I learnt that the Gurukul is situated on the outskirts of Bhopal, built on 3 acres of land with beautiful landscapes that evoke peace and tranquillity. For those who are fully committed to Dhrupad music and want to become professional Dhrupad musicians, Gurukul has a four year full time course. There is lodging and boarding facility for the students and those from humble backgrounds are also given scholarships. You can also learn Dhrupad for short term courses like Ms. X such as 15 days, 2 months or 4 months.

She explained to me that the Institute in Bhopal aspires to promote and preserve the rich heritage of Indian Classical form Dhrupad through the ancient tradition of learning wherein the students devote their lives to learn from their Gurus. The students are being nurtured and groomed to become accomplished performers.

We then spoke of her research and it was interesting to learn that she had been involved in the introduction of solar dryers for fish in India, Africa and South East Asia. She and her team had provided customized solutions for fish drying using solar dryers of various capacities. It is typically used for drying fish like: Bombay Duck, Pomfret, Anchovies, Prawns, Shrimps etc.

Drying is a method of food preservation that has been practiced since ancient times to preserve food. The traditional method of drying involves sun drying products by laying them out in the open. This is unhygienic and takes a long time. This method is particularly bad for drying fish. Dried fish often contain sand particles as they are laid out in sandy embankments. Fishermen don’t get the right price for their products owing to this. Also, during rainy season maggots start developing in the half-dried fish.

With time, some more technologies have come up. But at present the increasing demand for healthy, low-cost natural foods and the need for sustainable income, are making solar drying as the best option for preserving food. A typical solar drying system has a box like unit for trapping heat from the sun rays, a solar photovoltaic (PV) panel to run DC fans that blow hot air into the drier and trays holding the product to be dried.

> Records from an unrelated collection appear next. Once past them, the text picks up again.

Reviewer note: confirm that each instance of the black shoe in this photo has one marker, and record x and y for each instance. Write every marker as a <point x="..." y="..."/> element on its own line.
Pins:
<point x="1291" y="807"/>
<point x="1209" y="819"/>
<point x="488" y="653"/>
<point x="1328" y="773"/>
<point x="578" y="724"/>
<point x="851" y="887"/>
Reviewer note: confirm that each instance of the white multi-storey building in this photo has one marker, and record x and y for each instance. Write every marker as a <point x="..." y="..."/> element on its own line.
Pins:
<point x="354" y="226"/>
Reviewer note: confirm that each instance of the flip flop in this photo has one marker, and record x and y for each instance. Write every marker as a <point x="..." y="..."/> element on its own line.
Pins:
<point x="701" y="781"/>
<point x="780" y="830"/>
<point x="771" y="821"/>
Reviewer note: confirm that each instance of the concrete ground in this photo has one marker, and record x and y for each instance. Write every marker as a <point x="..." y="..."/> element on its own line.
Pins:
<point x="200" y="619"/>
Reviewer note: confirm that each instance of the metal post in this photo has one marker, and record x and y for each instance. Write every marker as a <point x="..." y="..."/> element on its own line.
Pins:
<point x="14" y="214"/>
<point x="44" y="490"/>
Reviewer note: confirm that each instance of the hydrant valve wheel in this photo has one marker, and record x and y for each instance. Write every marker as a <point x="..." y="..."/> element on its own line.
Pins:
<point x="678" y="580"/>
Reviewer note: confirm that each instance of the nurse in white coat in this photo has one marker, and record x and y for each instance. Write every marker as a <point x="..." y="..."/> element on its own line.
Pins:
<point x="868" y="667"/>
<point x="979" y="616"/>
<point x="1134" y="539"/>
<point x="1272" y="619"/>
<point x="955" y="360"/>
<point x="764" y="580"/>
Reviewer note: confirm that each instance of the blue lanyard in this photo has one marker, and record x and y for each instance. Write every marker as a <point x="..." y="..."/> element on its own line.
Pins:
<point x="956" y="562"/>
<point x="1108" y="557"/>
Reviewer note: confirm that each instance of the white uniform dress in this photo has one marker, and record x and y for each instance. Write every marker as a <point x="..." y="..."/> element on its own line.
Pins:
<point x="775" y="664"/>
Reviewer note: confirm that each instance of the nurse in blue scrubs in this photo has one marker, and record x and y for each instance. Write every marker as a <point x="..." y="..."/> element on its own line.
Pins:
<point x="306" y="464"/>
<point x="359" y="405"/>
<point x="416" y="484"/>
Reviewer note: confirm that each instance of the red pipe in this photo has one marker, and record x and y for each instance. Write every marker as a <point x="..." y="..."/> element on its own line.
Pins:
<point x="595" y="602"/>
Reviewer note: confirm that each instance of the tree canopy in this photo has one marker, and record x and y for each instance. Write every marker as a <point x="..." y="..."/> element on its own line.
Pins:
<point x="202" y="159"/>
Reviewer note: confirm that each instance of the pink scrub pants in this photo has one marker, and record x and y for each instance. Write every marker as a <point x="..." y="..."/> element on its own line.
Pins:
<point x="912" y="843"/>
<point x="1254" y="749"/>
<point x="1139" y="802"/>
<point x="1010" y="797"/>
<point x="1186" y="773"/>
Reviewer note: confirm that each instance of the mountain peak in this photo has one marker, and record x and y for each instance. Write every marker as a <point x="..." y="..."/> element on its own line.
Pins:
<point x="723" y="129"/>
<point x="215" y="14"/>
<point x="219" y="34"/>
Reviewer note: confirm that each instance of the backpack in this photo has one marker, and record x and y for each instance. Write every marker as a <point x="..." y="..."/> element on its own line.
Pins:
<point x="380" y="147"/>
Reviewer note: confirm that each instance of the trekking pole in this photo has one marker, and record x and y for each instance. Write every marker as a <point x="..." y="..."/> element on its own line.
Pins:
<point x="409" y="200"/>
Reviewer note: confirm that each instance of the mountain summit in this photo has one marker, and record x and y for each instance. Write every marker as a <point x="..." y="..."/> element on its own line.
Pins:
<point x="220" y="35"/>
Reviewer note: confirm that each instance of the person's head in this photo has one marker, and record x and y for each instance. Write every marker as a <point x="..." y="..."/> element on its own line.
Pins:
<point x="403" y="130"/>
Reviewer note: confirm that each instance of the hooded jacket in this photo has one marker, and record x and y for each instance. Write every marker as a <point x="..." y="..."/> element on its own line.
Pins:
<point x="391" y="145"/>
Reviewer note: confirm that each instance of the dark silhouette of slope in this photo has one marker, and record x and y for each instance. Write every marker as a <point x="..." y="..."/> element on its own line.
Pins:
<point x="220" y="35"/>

When the sunrays fall on the dryer (box) its surface gets heated up, the air inside the dryer is circulated by the fan that is powered by the PV panel. This hot air passes through the food product to be dried. Such solar powered drying units installed across different part of the country has empowered farmers and fishermen who need to dry food products.

I learnt that Orissa has changed the lives of the fisherwomen living there. They work in self-help groups and sell the solar dried fish at a price they had never imagined before. It is giving them handsome profits as the solar dried fish is not only very clean, but also can be stored for a longer time.

Solar dryer installations have also been done in Andhra Pradesh, Maharashtra and Tamil Nadu. Despite higher installation chargers the good quality and better hygiene of the products coupled with reduced processing time is making solar dryers a popular choice among farmers and food processing companies.

Protected from rain, insects and dust, the dried fish is a high quality product. Fish constitutes an important and cheap source of animal protein to millions of people in tropical countries of sub-Saharan Africa as well. Sustainable utilization of fish as a resource through various means such as processing and preservation will help meet the nutritional, social, economic, and cultural needs of the people in developing countries.

In spite of fish being a highly nutritious and economically viable food, it is also one of the most perishable because of its suitable medium for growth of microbes after harvest. Spoilage and deterioration is much faster amongst tropical fish species because of high ambient temperature prevalent in the tropics.

Our time together ended in Delhi as she was off to visit the stunning Taj Mahal the following day before wrapping up her trip in India but I definitely came away enriched and much wiser for sure!